En raison de la grande complexité et du degré de spécialisation élevé de cette matière, il est essentiel que les fonctionnaires fiscaux concernés suivent une formation poussée et continue. En outre, les actions de contrôle des dossiers relatifs à la taxe Caïman et aux leaks, de même que leurs résultats, doivent faire l'objet d'un suivi plus rigoureux et d'une évaluation périodique. L'efficacité de l'analyse de risques et la productivité des contrôles s'en trouveraient certainement augmentés.
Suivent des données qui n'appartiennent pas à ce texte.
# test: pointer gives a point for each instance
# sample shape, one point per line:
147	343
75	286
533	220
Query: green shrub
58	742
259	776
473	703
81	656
Évaluation globale de la taxe Caïman

La Cour constate que la législation sur la taxe Caïman n'a jamais fait l'objet d'une évaluation approfondie. Elle souligne également qu'il est impossible de mesurer si la législation atteint ses objectifs, faute d'instruments d'enregistrement spécifiques. En se basant sur l'augmentation du précompte mobilier et les résultats des contrôles liés à la taxe Caïman, on observe néanmoins des recettes nettement inférieures à celles qui avaient été inscrites au budget.

Réponse du ministre

Le ministre a réagi de façon positive aux constatations et aux recommandations. Il indique que les agents de contrôle ont désormais un accès plus étendu au registre UBO et que le délai d’enquête et d’imposition en cas de fraude a été porté à 10 ans. Le ministre annonce aussi qu’une circulaire sera élaborée dans le but notamment de clarifier l’interprétation de l’exclusion de substance et qu’une réflexion est en cours sur les façons de rendre les structures étrangères plus transparentes.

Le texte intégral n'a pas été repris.